The Gillard Government has announced the establishment of a Federal Small Business Commissioner, which it says will act as an advocate for and provide information to Australia’s 2.7 million small businesses.
“The small business sector has been calling for better advocacy, advice and information at the federal level and the Government has listened,” Prime Minster Julia Gillard said this morning.
She says the commissioner will provide small business with a new voice to Government, provide a ‘one stop shop’ for services and information, and ensure the interests of small business remain at “the forefront of Government policy making.”
The commissioner has not yet been appointed, although the office will be established in 2013.

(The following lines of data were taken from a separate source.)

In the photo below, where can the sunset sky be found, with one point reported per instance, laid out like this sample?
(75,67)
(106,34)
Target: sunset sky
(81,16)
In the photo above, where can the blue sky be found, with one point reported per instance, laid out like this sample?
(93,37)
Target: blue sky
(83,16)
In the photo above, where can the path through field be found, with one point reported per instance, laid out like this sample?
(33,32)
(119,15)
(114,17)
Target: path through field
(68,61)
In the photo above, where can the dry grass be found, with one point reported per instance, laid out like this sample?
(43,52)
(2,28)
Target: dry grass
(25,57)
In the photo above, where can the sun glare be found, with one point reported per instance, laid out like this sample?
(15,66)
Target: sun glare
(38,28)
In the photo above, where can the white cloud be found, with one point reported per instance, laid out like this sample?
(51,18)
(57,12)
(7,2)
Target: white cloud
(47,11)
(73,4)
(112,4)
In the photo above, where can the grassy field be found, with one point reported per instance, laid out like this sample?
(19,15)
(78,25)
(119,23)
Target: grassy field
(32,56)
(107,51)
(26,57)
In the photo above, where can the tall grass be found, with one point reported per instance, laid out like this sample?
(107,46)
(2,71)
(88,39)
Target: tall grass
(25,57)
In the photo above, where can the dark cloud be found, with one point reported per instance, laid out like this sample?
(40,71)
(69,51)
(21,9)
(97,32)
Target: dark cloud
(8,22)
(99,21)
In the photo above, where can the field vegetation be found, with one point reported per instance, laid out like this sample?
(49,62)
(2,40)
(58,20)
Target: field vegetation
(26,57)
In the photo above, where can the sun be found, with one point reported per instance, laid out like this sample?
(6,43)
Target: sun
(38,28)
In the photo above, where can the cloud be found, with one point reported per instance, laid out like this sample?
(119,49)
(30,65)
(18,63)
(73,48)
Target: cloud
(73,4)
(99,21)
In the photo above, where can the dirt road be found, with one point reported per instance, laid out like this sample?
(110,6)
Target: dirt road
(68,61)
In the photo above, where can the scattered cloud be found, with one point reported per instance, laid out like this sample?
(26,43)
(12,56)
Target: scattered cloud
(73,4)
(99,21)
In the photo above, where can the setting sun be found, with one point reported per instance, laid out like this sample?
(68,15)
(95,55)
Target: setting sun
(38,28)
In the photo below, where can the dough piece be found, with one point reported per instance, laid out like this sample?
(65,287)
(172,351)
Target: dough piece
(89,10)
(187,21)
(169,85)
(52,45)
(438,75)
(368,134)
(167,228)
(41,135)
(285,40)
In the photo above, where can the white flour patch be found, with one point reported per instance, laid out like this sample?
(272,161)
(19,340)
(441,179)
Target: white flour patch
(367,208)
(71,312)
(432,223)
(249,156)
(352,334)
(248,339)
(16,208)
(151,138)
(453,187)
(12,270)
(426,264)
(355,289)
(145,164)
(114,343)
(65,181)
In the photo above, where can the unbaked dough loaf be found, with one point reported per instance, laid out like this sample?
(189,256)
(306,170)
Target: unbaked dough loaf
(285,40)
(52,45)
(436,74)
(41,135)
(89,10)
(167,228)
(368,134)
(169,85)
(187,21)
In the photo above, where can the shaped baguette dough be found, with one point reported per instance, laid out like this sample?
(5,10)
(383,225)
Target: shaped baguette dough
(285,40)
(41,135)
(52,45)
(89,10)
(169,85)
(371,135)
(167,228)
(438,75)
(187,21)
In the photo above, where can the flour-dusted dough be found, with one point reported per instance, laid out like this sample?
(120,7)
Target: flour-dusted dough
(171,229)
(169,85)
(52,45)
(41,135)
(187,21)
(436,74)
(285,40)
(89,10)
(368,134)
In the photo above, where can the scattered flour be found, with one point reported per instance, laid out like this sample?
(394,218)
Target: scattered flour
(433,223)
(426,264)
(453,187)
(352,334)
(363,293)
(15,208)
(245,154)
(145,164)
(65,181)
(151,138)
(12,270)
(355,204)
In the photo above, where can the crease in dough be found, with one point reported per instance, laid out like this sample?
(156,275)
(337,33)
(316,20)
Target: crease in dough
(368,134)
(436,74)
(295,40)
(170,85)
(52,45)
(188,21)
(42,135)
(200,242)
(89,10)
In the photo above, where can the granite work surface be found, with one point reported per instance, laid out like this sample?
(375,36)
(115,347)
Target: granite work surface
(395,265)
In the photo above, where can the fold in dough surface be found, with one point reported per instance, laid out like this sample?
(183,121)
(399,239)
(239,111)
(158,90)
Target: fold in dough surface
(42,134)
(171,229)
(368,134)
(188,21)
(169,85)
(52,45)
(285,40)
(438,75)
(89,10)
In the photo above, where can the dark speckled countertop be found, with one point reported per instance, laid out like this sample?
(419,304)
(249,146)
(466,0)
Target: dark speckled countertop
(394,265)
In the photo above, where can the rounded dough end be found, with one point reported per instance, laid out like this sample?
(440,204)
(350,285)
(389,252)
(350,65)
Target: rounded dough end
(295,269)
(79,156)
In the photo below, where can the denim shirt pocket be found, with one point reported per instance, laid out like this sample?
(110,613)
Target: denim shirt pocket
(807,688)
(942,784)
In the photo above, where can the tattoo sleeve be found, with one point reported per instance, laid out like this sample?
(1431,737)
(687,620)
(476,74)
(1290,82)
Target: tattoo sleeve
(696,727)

The announcement follows the establishment of state small business commissioners in South Australia and Western Australia, in addition to existing commissioners in Victoria and New South Wales.
Small business played a prominent role in the recent battle for the Labor leadership, with Gillard appointing her political friend Brendan O’Connor to the role of Small Business Minister and into Cabinet. O’Connor is Labor’s fourth small business minister since 2007.
Gillard said the commissioner would work with O’Connor to “ensure government agencies take into account the needs of small businesses, including ways in which we can manage the regulatory burden on small business.”
Peter Strong, executive director of the Council of the Small Business of Australia, says a minister in Cabinet and a small business commissioner gives the sector its best-ever profile and architecture.
“It doesn’t mean success, but we’re on the road to it,” he says.
Questioned on the likely appointee, Strong said it would need to be a person with a “real understanding and experience” of the sector.
At this stage, it’s likely the appointee would come from an industry association, COSBOA, the Australian Competition and Consumer Commission or the Productivity Commission. A very early candidate for the job is ACCC deputy commissioner Michael Schaper.
Responding to the news, Shadow Small Business Minister Bruce Billson accused Labor of lifting the Coalition’s small business policies and said Labor was “desperate to make a ‘totemic announcement’ to try and show it has some interest in small business but can come up with no ideas of its own.”
The announcement also follows news that small businesses with revenue of under $2 million will receive a one percentage point cut in the company tax rate from July this year.